How I Shipped 3 Production SaaS Backends in 30 Days Using Claude Code (Without Context Loss Destroying Everything)

Published: (February 14, 2026 at 02:08 PM EST)
6 min read
Source: Dev.to

Source: Dev.to

I’ve been using Claude Code for the last 4 months to build SaaS back‑ends. Love it. Until I don’t.

You know the pattern.

DayWhat Happens
1Claude writes beautiful auth logic. You’re impressed.
3You ask it to add Stripe webhooks.
5Auth is broken. No idea what changed.
7Context window full → start a new session.
8“Wait, what database schema are we using again?”

Every. Single. Time.

I end up spending more time re‑explaining my project than actually building it. The “brilliant colleague with amnesia” metaphor is painfully accurate.

The Context‑Loss Problem

Mid‑session drift

Claude starts with async/await, then randomly switches to .then() chains 200 lines later. Why? Context degradation – the model “forgets” earlier patterns as the conversation grows.

Schema amnesia

I define a users table with specific columns in message 5. By message 40 Claude is suggesting queries for columns that don’t exist.

Security regression

Row‑level‑security policies carefully set up in Phase 1 are completely ignored when adding features in Phase 3.

The Groundhog‑Day effect

Close laptop Friday → open Monday → spend 30 minutes re‑explaining the entire project before Claude can write a single line.

What I Tried (and Failed)

  • Longer prompts with full context – hit token limits; quality degraded anyway.
  • Custom instructions – too vague, didn’t persist across sessions.
  • Separate chats for each feature – lost the big picture, broke dependencies.
  • Manual “memory dumps” – exhausting and error‑prone.
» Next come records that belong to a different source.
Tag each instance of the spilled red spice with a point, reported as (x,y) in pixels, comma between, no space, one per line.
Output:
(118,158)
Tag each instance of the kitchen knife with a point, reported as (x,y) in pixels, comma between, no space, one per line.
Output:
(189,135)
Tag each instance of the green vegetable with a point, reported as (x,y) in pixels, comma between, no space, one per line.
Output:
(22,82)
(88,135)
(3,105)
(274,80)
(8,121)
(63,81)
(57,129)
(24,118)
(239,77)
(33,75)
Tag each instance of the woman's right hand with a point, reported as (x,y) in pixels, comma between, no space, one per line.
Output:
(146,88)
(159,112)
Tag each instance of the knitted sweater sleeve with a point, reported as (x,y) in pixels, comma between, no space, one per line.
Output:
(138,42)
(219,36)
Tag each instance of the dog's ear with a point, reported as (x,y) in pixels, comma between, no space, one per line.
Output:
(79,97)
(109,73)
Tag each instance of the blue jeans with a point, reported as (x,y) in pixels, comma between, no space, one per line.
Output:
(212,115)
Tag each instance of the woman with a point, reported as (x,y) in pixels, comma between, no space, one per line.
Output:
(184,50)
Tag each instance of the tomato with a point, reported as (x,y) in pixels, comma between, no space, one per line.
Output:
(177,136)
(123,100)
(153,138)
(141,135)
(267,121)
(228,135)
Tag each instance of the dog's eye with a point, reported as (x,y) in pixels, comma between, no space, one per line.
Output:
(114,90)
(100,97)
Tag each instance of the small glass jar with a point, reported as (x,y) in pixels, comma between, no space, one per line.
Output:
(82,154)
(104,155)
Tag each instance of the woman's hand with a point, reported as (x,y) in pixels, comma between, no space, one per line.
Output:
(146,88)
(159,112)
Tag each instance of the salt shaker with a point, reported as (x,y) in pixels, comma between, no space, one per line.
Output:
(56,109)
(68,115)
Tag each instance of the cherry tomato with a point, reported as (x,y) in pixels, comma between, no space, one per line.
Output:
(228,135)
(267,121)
The fundamental issue: LLMs have working memory, not long‑term memory. They’re brilliant in the moment, terrible at maintaining state.

What Actually Fixed It: Multi‑Agent Orchestration

The problem isn’t the AI; it’s the workflow. Human developers don’t keep entire codebases in their heads either. We use:

  • Documentation
  • Design docs
  • Database schemas
  • API specs
  • External references that persist.

I built a system that orchestrates Claude through specialized agents, each with a fresh context window and a specific job.
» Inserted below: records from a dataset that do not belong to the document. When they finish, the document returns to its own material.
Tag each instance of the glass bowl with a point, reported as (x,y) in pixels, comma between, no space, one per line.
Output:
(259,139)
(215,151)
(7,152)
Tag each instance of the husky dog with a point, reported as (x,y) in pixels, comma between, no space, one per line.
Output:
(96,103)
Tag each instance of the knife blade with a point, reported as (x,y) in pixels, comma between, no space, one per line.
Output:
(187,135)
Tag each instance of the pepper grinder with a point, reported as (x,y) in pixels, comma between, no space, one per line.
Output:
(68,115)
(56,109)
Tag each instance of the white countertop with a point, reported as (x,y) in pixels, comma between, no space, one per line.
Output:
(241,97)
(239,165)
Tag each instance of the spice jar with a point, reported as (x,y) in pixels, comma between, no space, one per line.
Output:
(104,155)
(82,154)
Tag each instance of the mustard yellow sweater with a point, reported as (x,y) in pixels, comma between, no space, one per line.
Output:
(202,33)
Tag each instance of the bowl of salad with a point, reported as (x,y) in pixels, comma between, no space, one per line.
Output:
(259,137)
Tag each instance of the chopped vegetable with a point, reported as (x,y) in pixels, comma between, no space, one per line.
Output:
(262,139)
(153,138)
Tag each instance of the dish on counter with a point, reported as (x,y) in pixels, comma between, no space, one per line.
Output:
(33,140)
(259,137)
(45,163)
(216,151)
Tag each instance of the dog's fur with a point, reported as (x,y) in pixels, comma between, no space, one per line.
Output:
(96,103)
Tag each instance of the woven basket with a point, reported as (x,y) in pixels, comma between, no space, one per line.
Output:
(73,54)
The Four Files That Maintain State

FilePurpose
PROJECT.mdVision document – problem being solved, target users & workflows, core value proposition, success criteria.
REQUIREMENTS.mdTraceable feature definitions – unique IDs (e.g., AUTH-01, PAY-02), v1 scope, v2 scope, out‑of‑scope, acceptance criteria.
ROADMAP.mdPhased execution plan – Phase 0 (infra), Phase 1 (core), Phase 2 (supporting), Phase 3 (polish); each requirement mapped to a phase.
STATE.mdLiving memory – completed phases (locked), current phase (modifiable), exact DB DDL, API routes (paths, methods, business logic), architectural decisions.
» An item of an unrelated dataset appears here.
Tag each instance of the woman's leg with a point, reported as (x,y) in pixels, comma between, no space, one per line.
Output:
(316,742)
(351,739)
Each file is sized to avoid context degradation (under 10 k tokens) and serves as a single source of truth for both humans and AI.

The Multi‑Agent System

Research agents (run in parallel before coding)

  1. Stack researcher – finds the best technologies for your domain.
  2. Features researcher – distinguishes table‑stakes from differentiators.
  3. Architecture researcher – proposes system design patterns.
  4. Pitfalls researcher – lists common mistakes to avoid.

Execution agents

AgentRole
PlannerCreates verified task plans.
ExecutorRuns plans with atomic commits.
VerifierTests and auto‑debugs.
MapperAnalyzes the existing codebase.

Each agent gets a fresh context – no degradation, no drift.

The Workflow Cycle

1. INITIALIZE
   • Describe vision → AI creates PROJECT.md, REQUIREMENTS.md, ROADMAP.md

2. DISCUSS (each phase)
   • Shape implementation preferences before committing

3. PLAN
   • Research domain patterns → create verified execution plan

4. EXECUTE
   • Run plans in parallel waves with fresh contexts → atomic git commits

5. VERIFY
   • User acceptance testing with automatic debugging

Repeat steps 2‑5 for each phase.

Critical rule: Completed phases are locked. The AI can only modify code in the current phase, eliminating the “adding payments breaks auth” problem entirely.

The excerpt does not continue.